One Writer’s Perspective

by

Published: June 5,2000

Crackle. Crackle. Crackle. Guitar, bass and harmonica in an anguished, three-part harmony. Bass begins jaunty, bouncing line, picked up by drums. Then a voice, dripping of Delta pain and utilizing a self-styled phonetic system.

Big boss man, can’t you hear me when I call?

Well, you ain’t so big, you just tall — that’s all.

The song is “Big Boss Man,” a 1961 tongue-in-cheek ditty (later covered by blues-rockers The Animals and others) about a hard-driving supervisor performed by the inimitable Jimmy Reed from Dunleith, Mississippi. The great Mr. Reed is just one piece of gold in a treasure chest that fell into my lap.

One weekend my wife and I made a trip to Scott County to help clean out the shop of my late father-in-law. From dark, spiderweb-choked nooks and crannies, we uncovered great old tools, books, furniture, dinnerware and a sundry other things, including hundreds of records — 45s and LPs. I brought them home, cleaned them, and pored over the covers and labels. Did I mention I had no turntable at the time?

Fortunately, my enterprising wife with a spare fiver made a garage sale steal and brought home a complete working stereo system a few months back. I haven’t been the same since.

The records and albums are primarily from the mid-1950s through the early-1960s. (Two 45s, languid, beautiful gospel records, go back to 1947 — by hard-living Hank Williams Sr.) That was just slightly before MTV, and the ears know it. They’re special. And they represent some of the greatest performances and performers in popular music.

Have you ever heard of Lefty Frizzell? Lefty (a huge influence on Merle Haggard) was a ‘60s honky tonker with one of the most unique, lilting voices in the industry’s history. While covered by many artists, his version of the macabre “The Long Black Veil”, told from the perspective of a man who hangs to protect the honor of his best friend’s wife, just sends me.

But sometimes late at night, when the cold wind blows,

In a long black veil, she cries o’er my bones.

She walks these hills in a long black veil.

She visits my grave when the night-winds wail.

Nobody knows.

Nobody sees.

Nobody knows — but me.

If that’s a little too heavy, try some Roger Miller. One of the great singer/musician/songwriters of all time, the King of the Road’s masterpieces are primarily side-splitters such as “Kansas City Star,” a romp about a guy getting a job offer from Nebraska but having to turn it down because he’s a huge hit in Kansas City — as a kiddie-show cowboy.

Kansas City star, that’s what I are.

Yodel-e-de-lay-de, you ought to see my car.

Drive a big ol’ cadillac with wire wheels, rhinestones on the spokes.

I got credit down at the grocery store and my barber tells me jokes.

I’m the number one attraction at every supermarket parking lot.

I’m the king of Kansas City, no thanks Omaha, thanks a lot.

Stay tuned, we’re going to have a Popeye cartoon in a minute.

Or maybe just a simple love song, like “I’m Wanderin’.’” There’s nothing particularly outstanding about the lyrics, typical ‘50s angst-ridden lost-love song stuff, but there’s nothing ordinary at all about Jackie Wilson’s performance.
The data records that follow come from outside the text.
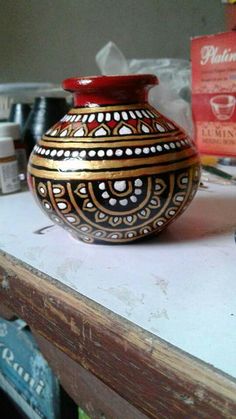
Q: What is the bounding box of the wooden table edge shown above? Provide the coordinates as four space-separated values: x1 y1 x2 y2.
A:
0 250 236 418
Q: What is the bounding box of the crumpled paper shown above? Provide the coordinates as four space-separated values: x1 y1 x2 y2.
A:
96 41 193 136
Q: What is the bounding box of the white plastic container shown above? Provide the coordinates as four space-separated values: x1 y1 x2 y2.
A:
0 137 20 194
0 122 27 181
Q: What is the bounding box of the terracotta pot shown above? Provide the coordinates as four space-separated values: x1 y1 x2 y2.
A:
28 74 200 243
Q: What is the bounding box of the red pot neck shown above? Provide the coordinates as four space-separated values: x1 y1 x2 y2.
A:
62 74 158 107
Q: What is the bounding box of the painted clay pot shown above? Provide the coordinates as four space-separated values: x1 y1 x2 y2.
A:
28 74 200 243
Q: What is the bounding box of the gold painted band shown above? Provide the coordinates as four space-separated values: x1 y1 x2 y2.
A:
38 135 186 150
30 148 196 172
28 155 199 180
65 102 155 115
42 130 183 147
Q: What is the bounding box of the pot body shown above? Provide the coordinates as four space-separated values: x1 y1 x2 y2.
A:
28 75 200 243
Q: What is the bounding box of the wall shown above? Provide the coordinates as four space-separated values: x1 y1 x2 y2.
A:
0 0 224 83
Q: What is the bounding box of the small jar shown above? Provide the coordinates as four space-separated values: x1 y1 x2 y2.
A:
0 137 20 194
0 122 27 181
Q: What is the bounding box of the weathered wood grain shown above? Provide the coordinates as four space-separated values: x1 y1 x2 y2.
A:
33 331 147 419
0 253 236 419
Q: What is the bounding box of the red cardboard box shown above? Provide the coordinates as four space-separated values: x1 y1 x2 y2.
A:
191 31 236 156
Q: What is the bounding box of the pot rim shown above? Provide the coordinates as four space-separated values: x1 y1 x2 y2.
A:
62 74 159 92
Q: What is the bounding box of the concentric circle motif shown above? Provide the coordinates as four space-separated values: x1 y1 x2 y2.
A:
29 103 200 243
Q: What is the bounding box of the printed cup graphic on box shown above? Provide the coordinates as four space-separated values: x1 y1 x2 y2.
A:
210 95 235 121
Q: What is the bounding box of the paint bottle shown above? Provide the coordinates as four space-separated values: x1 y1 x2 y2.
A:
0 122 27 182
0 137 20 194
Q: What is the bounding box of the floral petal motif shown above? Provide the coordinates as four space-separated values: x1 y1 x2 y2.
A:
75 183 88 198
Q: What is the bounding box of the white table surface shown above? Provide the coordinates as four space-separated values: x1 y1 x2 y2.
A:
0 176 236 377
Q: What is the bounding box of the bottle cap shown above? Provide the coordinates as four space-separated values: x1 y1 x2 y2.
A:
0 122 20 140
0 137 15 159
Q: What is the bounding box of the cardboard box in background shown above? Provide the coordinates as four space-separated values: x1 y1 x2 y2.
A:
191 31 236 156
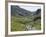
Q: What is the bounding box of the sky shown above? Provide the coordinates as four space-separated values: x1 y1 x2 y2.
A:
19 6 41 12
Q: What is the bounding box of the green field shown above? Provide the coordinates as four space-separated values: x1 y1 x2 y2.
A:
11 16 41 31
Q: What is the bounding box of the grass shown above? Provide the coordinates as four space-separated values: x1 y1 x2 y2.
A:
11 16 41 31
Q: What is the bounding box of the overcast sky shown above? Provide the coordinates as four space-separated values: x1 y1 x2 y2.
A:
19 6 40 11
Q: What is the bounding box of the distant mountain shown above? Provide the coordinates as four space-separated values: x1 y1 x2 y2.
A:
11 6 32 16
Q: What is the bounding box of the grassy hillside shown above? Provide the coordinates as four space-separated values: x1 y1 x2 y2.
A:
11 16 41 31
Displaying his incredible power, range and control, “I’m Wanderin’” to me ranks as one of the greatest male vocal performances ever laid on vinyl. Nothing was left in the studio. He didn’t just sing the notes, he became them. Know what I mean? Jackie became the song, and the song became Jackie.

There’s a simple noun for that phenomenon — artistry.
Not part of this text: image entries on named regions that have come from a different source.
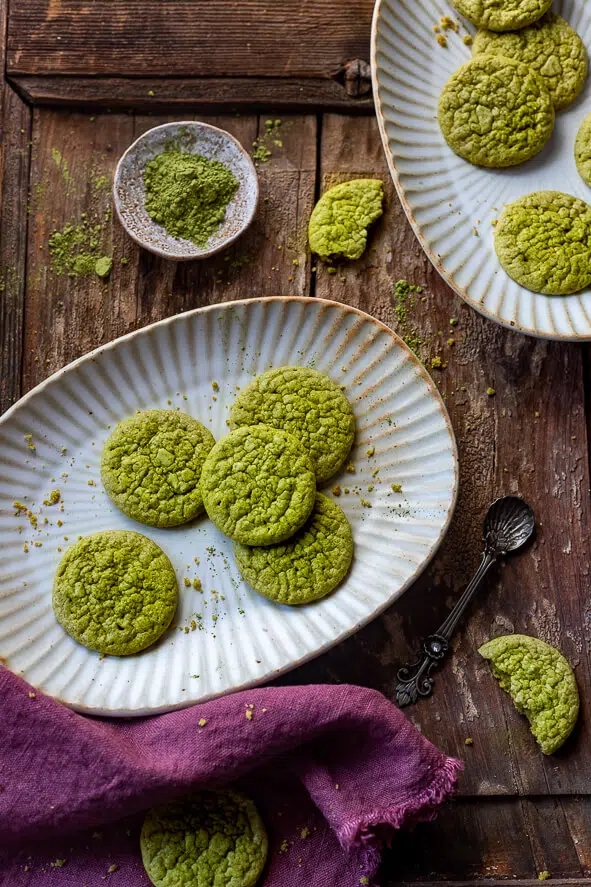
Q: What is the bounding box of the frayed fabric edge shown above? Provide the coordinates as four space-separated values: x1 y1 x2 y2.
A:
337 758 463 855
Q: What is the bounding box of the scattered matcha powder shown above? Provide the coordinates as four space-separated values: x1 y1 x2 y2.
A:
252 120 283 166
144 146 238 247
94 256 113 278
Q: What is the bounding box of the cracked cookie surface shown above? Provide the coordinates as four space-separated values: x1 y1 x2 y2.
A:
478 634 579 755
52 530 178 656
575 114 591 185
140 789 268 887
234 493 353 604
101 410 215 527
201 425 316 545
495 191 591 296
438 53 554 168
308 179 384 260
230 366 355 481
473 12 587 109
453 0 552 31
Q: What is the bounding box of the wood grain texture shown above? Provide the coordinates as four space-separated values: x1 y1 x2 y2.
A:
23 110 316 390
7 0 373 77
0 0 31 412
286 115 591 796
384 798 591 887
10 76 373 114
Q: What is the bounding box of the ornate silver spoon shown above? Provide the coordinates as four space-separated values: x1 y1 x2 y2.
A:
396 496 536 708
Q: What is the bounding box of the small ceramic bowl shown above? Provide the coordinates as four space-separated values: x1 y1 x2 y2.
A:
113 120 259 261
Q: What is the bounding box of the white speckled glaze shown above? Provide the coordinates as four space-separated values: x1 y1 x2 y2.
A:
0 298 458 716
113 120 259 261
371 0 591 340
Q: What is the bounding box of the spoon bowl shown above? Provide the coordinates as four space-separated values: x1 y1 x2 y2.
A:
483 496 536 557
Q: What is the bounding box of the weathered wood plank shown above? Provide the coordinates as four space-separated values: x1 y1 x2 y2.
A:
7 0 373 77
24 110 316 388
23 111 136 390
10 76 373 114
302 115 591 795
136 115 316 325
384 798 591 887
0 0 31 413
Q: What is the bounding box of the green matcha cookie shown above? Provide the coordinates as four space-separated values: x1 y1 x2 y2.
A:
230 367 355 481
308 179 384 260
478 634 579 755
575 114 591 185
201 425 316 545
495 191 591 296
140 790 268 887
53 530 178 656
453 0 552 31
101 410 215 527
438 53 554 168
473 12 587 109
234 493 353 604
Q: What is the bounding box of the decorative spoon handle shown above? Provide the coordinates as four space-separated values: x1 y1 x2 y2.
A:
396 496 536 708
396 548 497 708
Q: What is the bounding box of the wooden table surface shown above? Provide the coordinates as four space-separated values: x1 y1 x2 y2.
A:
0 0 591 885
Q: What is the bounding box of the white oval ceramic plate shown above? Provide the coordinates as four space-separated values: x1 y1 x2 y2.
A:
371 0 591 340
0 298 457 715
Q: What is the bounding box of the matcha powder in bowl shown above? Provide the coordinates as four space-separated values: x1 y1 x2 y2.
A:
113 121 258 260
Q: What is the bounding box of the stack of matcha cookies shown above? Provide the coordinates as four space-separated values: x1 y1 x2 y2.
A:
201 367 355 604
53 367 355 656
438 0 591 295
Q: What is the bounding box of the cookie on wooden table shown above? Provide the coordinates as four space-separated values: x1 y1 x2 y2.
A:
478 634 579 755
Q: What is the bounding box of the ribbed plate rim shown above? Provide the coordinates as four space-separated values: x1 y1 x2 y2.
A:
370 0 591 342
0 296 459 717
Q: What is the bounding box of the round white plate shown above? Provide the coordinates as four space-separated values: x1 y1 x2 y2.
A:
0 298 457 715
371 0 591 340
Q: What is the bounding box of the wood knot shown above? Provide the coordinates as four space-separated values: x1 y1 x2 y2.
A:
333 59 371 99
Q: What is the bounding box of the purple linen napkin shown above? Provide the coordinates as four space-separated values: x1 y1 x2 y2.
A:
0 667 461 887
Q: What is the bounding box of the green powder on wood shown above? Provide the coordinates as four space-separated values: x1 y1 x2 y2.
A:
144 148 238 247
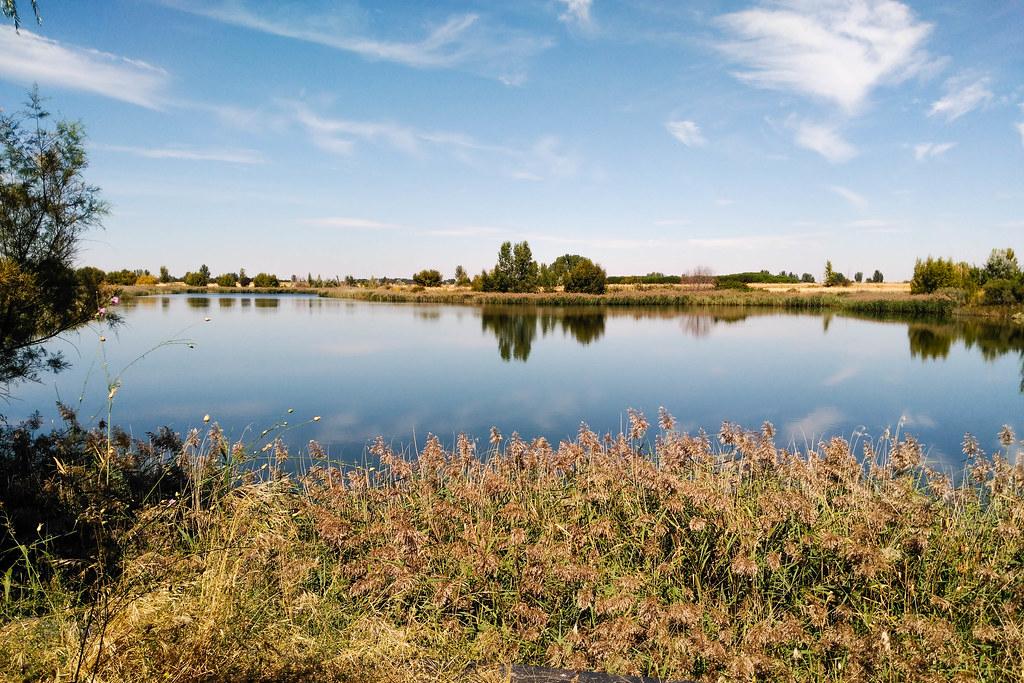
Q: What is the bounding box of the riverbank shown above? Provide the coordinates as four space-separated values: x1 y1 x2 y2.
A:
0 414 1024 681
That’s what all of the greats had in common — they were artists. Their sole objective was to write it, play it and sing it from the heart, staying true to the art.

Thus, another common denominator is that the works are simple, basic, honest. That’s the genius of them. There were no cheap tricks to fall back on, no knobs to turn in the studio to “adjust” the sound (most aren’t even in stereo). And, once again, there were no videos. The creation of art took precedence over the creation of wealth.

That’s not to say that many of these greats didn’t pursue and obtain wealth. And unfortunately too many died either directly or indirectly due to mismanaging fame and fortune. But when it came time to get down to business, the business was making music.

Yet, I believe something can be gleaned from these old records, these enduring musicians, and applied to business today. Keep it simple. Be passionate about what you do. Be earnest and honest. Don’t rely on gimmicks. Concentrate more on producing the best quality product possible and less on the money, which will come if you produce the best quality product possible. Avoid losing your balance and allowing work to wreck your personal life.

Maybe Jimmy Reed said it best:

Gonna find me a new boss man, one who treats me right.

Work hard in the daytime. Rest easy at night.

Big boss man, can’t you hear me when I call?

Well, you ain’t so big, you just tall — that’s all.